SWITCH stands for better performance in the digital world. Its far-sighted planning ensures that there is always more than enough performance available to meet all customers’ needs.
The Benelux countries are probably not jealous of Switzerland’s size, but they are almost certainly jealous of our avalanche bulletin. Any country with an avalanche bulletin must have glittering, snow-capped mountains – a beautiful winter wonderland. The first bulletins appeared as long ago as 1945, when they were published weekly. They became daily in 1997 and have been produced twice a day in four languages since 2012. The bulletins are an indispensable source of information for safety personnel, mountain guides and off-piste skiers alike, and they can save lives.
Few people are aware of how and where they are produced. They are the responsibility of the WSL Institute for Snow and Avalanche Research (SLF) in Davos, part of the Swiss Federal Institute for Forest, Snow and Landscape Research (WSL), which itself belongs to the ETH Domain. The SLF avalanche warning team draws up the bulletins, continually collecting, analysing and processing data from 200 observers and 180 automated measuring stations out in the field.
But what does all this have to do with SWITCH? Without SWITCH, the avalanche bulletin would never leave the office in Davos. Its reliable transmission into the digital universe twice daily is made possible by SWITCH’s high-speed data network, known since 1989 by the name SWITCHlan. The SLF has had a redundant SWITCHlan connection since 2006.

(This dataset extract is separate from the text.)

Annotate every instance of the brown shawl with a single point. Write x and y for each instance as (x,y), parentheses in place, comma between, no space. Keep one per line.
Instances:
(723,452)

No asset symbolises SWITCH’s performance better than SWITCHlan. It represents the pinnacle of data networks and was designed for one higher purpose, namely to transport data in the service of science. Its outstanding features can be summed up in a few words: inexhaustible capacity, low complexity and global interconnection. There is not a single university or leading research institute in Switzerland that is not connected to SWITCHlan. Even world-famous names like CERN and the Paul Scherrer Institute use it.
More and more private companies’ research and development departments are also showing an interest in SWITCHlan. They appreciate the fact that it has performance to spare as well as the stability, security and independence offered by SWITCH’s infrastructure. These new customers are global players that need a direct connection to international research networks, and SWITCHlan gives them that.
This interest is good news for SWITCH. Research is increasingly a matter of public-private partnerships and international cooperation. The extra income provided by a growing customer base makes it possible to upgrade the network infrastructure ready for the future and provides a welcome contribution to the funding of innovation projects that benefit the entire SWITCH community.
These days, SWITCH is able to set up connections between any points within SWITCHlan flexibly and at short notice, and they are extremely stable. The system automatically identifies interruptions in the fibre-optic cables and diverts the affected channels. At full capacity, SWITCHlan could currently transmit data at 100 gigabits per second on each of 88 channels. This leaves room for much more than the avalanche bulletin.